A flight of 65 passengers, and a difficult choice: return home with an incentive, or face detention and forced deportation. This isn’t a scene from a dystopian film, but the latest initiative from the Trump administration on immigration.
The program, launched in March and first implemented with a flight departing from Houston, offers illegal migrants the possibility of “self-deporting”. In exchange for leaving voluntarily, they receive a free return ticket and a $1,000 bonus. The alternative is remaining in the U.S. in the shadows, under the real threat of arrest, overcrowded detention centers, and a future marked by a ban on reentry.

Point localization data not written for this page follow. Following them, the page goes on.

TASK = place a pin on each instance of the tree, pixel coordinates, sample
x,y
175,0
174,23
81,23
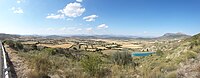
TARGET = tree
x,y
92,64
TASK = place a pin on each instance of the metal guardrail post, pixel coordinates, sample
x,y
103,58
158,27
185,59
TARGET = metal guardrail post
x,y
5,70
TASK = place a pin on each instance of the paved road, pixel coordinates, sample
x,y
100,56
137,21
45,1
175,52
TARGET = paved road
x,y
1,61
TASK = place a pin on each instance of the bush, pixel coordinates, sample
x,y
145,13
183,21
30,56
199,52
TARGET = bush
x,y
14,45
190,54
92,65
159,53
171,75
121,58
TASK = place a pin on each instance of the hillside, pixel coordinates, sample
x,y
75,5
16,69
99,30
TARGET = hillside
x,y
8,36
174,36
178,60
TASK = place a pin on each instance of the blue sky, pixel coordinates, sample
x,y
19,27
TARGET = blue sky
x,y
115,17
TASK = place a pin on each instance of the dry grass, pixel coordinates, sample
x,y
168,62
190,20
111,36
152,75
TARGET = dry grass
x,y
29,42
56,46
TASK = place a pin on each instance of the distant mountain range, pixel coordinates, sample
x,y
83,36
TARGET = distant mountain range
x,y
8,36
174,36
165,36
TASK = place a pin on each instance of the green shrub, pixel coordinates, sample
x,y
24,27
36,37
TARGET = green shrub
x,y
190,54
14,45
159,53
92,64
121,58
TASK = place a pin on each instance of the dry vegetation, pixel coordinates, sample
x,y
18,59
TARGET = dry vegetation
x,y
108,58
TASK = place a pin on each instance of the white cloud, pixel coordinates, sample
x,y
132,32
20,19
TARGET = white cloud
x,y
18,2
73,10
53,16
63,29
17,10
90,18
102,26
50,29
88,29
79,29
79,0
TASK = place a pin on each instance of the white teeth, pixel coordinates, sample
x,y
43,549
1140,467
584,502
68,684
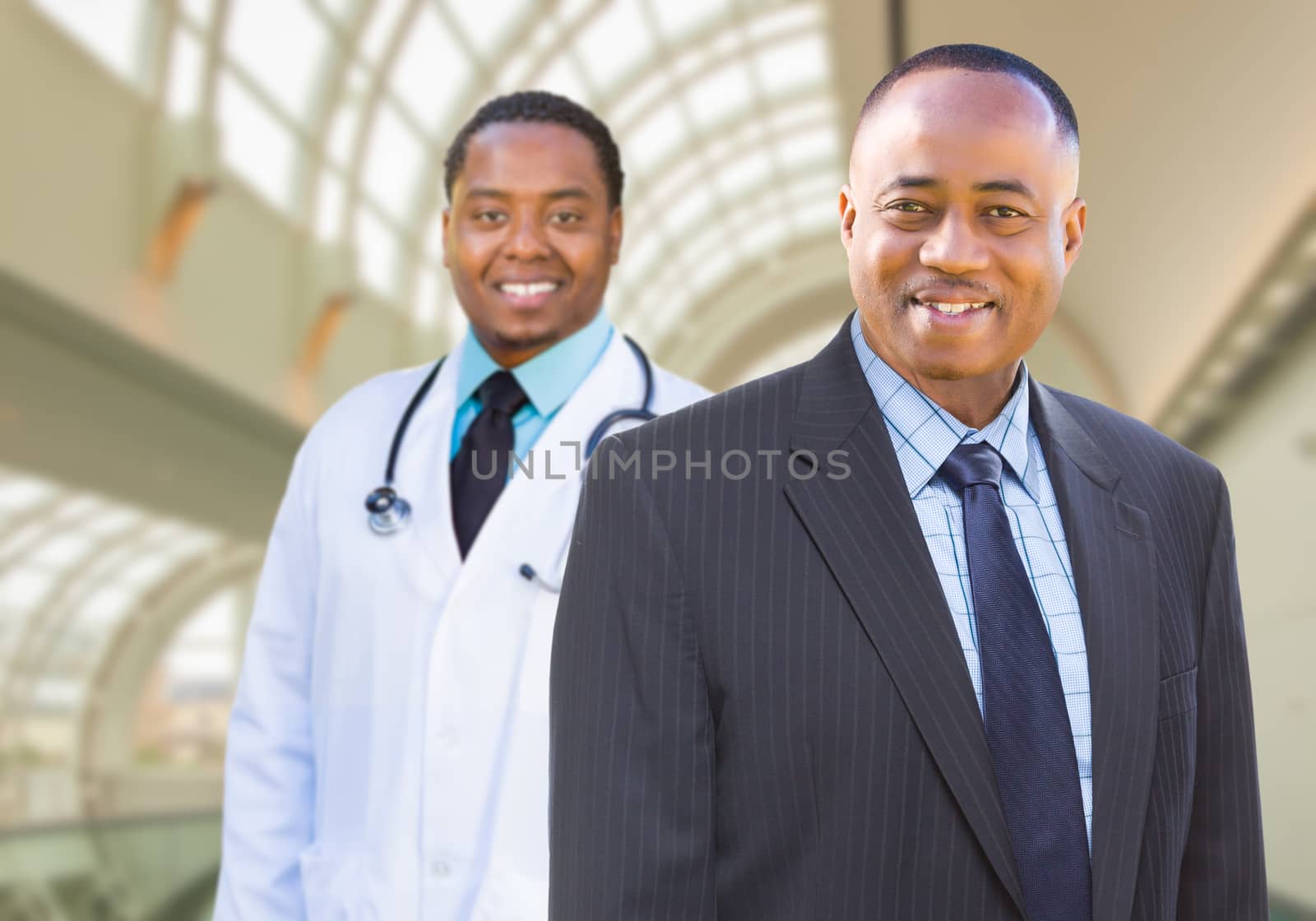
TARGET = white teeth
x,y
957,308
528,289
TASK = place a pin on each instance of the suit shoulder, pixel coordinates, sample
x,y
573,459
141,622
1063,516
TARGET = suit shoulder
x,y
1133,445
749,414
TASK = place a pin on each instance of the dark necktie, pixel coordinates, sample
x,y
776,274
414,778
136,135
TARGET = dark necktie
x,y
480,465
1028,728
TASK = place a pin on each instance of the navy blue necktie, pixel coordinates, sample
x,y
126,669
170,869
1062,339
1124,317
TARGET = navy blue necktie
x,y
1028,728
480,466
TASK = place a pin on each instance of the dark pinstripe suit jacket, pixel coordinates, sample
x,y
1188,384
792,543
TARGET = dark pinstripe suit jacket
x,y
760,708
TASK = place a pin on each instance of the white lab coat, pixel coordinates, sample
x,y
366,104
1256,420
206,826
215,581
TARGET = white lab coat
x,y
390,738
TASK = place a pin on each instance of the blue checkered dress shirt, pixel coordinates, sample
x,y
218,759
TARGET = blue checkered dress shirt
x,y
924,434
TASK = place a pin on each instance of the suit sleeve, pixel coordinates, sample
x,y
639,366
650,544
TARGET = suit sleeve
x,y
269,774
1223,874
631,812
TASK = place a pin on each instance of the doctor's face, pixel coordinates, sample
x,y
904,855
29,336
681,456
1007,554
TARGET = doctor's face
x,y
962,194
530,238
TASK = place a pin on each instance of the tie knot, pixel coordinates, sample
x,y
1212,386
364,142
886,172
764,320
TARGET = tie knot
x,y
973,465
500,392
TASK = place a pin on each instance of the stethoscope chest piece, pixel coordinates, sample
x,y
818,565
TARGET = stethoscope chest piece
x,y
388,512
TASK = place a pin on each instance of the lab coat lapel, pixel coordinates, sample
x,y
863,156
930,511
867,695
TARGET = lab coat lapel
x,y
423,479
532,520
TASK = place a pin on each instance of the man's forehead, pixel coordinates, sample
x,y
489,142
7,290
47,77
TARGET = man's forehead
x,y
945,99
531,158
985,123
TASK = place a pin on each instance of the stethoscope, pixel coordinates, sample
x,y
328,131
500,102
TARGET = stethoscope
x,y
392,513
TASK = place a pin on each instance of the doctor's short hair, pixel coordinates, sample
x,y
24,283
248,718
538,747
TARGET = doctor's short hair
x,y
539,107
980,59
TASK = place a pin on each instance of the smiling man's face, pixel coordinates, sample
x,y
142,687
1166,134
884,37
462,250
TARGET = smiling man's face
x,y
531,237
961,223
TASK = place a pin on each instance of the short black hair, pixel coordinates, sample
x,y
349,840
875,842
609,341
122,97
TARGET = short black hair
x,y
980,59
537,105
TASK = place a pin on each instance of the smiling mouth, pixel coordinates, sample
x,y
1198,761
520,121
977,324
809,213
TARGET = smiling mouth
x,y
956,308
528,289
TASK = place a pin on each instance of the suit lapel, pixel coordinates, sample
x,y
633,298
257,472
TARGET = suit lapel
x,y
1110,545
868,532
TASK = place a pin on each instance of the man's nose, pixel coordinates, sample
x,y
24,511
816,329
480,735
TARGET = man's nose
x,y
954,247
528,240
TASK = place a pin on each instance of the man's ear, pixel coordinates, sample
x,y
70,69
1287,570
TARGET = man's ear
x,y
846,206
1076,220
447,217
615,236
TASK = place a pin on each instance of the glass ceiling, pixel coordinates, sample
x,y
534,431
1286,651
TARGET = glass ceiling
x,y
72,569
337,112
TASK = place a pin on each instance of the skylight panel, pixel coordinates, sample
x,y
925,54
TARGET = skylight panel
x,y
379,30
563,79
744,174
655,140
787,20
688,212
806,148
61,552
615,41
721,94
342,133
763,234
254,145
791,63
425,308
454,322
432,69
199,12
282,46
679,19
186,74
487,24
109,30
329,207
394,160
24,587
19,493
640,249
378,253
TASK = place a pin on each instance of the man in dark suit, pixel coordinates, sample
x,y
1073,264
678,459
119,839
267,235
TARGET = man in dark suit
x,y
901,632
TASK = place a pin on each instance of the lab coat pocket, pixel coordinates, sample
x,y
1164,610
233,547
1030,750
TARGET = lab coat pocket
x,y
533,692
333,886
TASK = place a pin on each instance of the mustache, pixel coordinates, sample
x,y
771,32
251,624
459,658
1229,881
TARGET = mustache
x,y
956,286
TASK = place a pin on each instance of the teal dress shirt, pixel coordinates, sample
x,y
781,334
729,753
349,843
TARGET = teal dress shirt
x,y
548,379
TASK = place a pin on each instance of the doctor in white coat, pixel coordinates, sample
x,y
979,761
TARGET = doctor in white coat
x,y
388,745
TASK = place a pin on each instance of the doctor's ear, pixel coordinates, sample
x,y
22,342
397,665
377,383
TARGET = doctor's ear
x,y
615,236
846,208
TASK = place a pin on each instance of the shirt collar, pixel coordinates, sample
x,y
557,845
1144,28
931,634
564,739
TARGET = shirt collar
x,y
925,434
550,377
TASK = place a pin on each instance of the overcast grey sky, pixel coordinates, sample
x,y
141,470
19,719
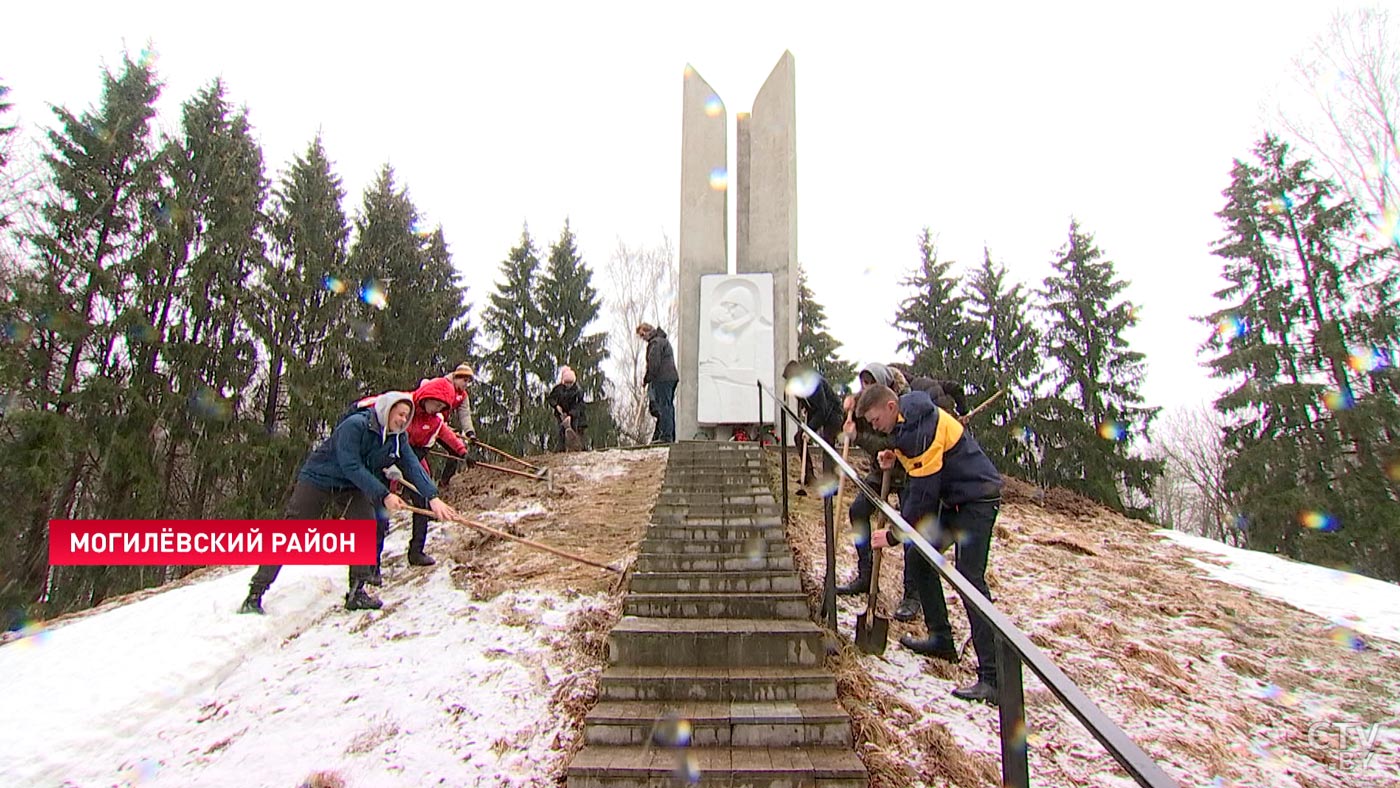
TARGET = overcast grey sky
x,y
989,122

U.S. authorities argue that the initiative is meant to encourage voluntary departures. However, many observers view it as a form of psychological pressure disguised as a humanitarian measure. Michelle Brané, former executive director of the Biden administration’s Family Reunification Task Force, noted that the program could be effective in principle provided that there is no coercion and that individuals are fully informed and protected in their rights.
The Department of Homeland Security has reinvigorated the use of laws such as the Alien Enemies Act del 1798, which allows the U.S. president to detain, deport, or impose restrictions on citizens of enemy nations during wartime, and the Immigration and Nationality Act of 1958, which restructured and consolidated the country’s immigration and nationality laws. Meanwhile, the State Department has also begun using artificial intelligence to monitor the social media profiles of foreign students suspected of sympathizing with groups like Hamas.

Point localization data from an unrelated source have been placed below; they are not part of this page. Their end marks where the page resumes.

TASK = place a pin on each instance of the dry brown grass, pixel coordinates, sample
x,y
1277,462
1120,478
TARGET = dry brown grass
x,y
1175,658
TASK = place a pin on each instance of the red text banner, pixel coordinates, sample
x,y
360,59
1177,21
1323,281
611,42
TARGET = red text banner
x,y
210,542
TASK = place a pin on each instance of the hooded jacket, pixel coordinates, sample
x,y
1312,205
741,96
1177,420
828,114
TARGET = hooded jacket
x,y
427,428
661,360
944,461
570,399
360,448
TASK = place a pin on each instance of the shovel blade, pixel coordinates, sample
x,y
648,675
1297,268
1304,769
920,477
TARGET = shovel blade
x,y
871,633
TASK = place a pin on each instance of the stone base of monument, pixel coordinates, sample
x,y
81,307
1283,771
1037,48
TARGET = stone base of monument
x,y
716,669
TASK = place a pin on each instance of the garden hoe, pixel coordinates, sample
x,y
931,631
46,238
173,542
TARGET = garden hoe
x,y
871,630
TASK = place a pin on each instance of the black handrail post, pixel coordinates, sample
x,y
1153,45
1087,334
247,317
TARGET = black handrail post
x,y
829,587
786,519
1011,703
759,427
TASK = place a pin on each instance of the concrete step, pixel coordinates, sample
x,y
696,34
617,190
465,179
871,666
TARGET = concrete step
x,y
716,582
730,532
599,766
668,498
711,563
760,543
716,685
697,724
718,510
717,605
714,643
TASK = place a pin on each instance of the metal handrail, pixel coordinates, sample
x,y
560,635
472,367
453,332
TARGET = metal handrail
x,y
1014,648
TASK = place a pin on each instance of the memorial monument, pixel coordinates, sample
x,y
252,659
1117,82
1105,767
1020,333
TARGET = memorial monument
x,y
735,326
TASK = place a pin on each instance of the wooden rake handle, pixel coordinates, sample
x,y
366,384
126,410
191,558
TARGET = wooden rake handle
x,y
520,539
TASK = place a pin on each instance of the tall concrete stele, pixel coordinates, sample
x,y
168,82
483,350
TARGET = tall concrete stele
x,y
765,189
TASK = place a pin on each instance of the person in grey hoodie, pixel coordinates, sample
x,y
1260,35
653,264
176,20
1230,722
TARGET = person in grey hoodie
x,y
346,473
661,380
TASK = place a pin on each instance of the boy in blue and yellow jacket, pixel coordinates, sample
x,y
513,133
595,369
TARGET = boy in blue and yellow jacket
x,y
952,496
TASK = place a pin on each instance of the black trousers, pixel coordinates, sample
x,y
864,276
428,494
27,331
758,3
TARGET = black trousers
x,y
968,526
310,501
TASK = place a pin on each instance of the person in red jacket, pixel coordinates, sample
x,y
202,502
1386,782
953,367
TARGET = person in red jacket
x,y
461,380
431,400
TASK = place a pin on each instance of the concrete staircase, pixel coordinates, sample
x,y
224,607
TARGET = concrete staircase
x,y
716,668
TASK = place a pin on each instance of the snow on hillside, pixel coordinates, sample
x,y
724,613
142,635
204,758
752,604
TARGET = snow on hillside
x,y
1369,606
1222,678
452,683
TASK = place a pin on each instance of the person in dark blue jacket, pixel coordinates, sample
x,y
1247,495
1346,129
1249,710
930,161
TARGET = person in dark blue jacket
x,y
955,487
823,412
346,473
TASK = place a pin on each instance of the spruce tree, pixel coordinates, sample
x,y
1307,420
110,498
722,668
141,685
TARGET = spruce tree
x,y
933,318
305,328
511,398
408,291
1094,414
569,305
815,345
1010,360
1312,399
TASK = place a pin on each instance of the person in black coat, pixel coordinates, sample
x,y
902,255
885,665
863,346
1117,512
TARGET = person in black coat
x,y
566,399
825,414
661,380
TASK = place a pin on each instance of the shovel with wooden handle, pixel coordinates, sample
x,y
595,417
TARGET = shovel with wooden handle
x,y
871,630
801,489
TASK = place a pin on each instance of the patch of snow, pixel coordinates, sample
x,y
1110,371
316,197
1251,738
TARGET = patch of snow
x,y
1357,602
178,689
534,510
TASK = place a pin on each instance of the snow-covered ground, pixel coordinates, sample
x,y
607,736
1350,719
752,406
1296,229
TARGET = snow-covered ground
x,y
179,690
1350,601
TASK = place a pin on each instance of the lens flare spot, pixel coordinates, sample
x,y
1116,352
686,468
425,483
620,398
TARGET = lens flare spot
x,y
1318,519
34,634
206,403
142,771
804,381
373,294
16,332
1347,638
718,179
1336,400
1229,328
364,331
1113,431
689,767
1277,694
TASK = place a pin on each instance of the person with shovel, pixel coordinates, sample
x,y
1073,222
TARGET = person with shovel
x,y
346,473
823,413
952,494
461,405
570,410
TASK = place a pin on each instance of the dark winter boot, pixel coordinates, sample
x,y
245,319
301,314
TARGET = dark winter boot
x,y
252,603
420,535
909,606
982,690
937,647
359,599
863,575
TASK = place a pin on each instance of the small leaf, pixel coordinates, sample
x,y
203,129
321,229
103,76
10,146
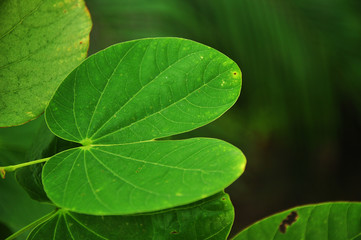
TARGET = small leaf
x,y
210,218
336,221
140,177
40,42
45,144
116,103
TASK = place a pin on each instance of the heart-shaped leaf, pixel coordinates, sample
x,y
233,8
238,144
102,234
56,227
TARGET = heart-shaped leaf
x,y
41,42
45,144
336,221
210,218
116,103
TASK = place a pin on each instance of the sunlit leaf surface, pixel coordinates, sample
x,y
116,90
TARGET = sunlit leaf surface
x,y
121,99
210,218
41,41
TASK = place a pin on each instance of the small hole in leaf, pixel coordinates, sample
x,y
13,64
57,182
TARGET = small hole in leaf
x,y
288,221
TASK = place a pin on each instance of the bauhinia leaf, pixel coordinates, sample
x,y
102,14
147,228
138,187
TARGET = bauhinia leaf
x,y
45,144
140,177
41,41
210,218
336,221
116,103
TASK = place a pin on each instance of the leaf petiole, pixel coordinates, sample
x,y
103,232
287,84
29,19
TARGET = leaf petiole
x,y
32,225
12,168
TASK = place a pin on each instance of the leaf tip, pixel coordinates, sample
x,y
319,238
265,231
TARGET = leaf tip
x,y
2,173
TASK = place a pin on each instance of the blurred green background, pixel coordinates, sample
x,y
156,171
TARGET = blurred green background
x,y
298,119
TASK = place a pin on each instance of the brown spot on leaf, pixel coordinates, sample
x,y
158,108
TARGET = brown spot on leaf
x,y
288,221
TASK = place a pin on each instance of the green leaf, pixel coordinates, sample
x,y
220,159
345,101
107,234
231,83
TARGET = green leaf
x,y
116,103
16,208
140,177
210,218
336,221
45,144
41,41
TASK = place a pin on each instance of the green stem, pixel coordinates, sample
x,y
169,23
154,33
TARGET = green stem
x,y
12,168
32,225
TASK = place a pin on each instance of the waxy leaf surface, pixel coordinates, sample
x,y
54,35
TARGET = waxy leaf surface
x,y
41,41
336,221
121,99
210,218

There have also been controversial episodes, such as attempts–ultimately blocked by the Supreme Court–to send Venezuelan nationals to prisons known for human rights abuses, and the forced deportation of pro-Palestinian protesters, who are now at the center of legal battles.
The idea repeatedly expressed by the Republican leader and Homeland Security Secretary Kristi Noem is that those who leave voluntarily might eventually be allowed to return legally. This message is echoed in official government campaigns urging undocumented migrants to self-deport now to preserve a future legal pathway.
Kerri Talbot, executive director of Immigration Hub, a nonprofit policy group focused on immigration, remains skeptical. She has stated that the program is misleading, since most people who leave under these terms are unlikely to be permitted to return. The current laws, she said, prevent it, and the administration does not have the authority to change those laws.
Meanwhile, deportation numbers are rising. But paradoxically, the current Republican administration still lags behind the previous Democratic one in total removals during the same timeframe.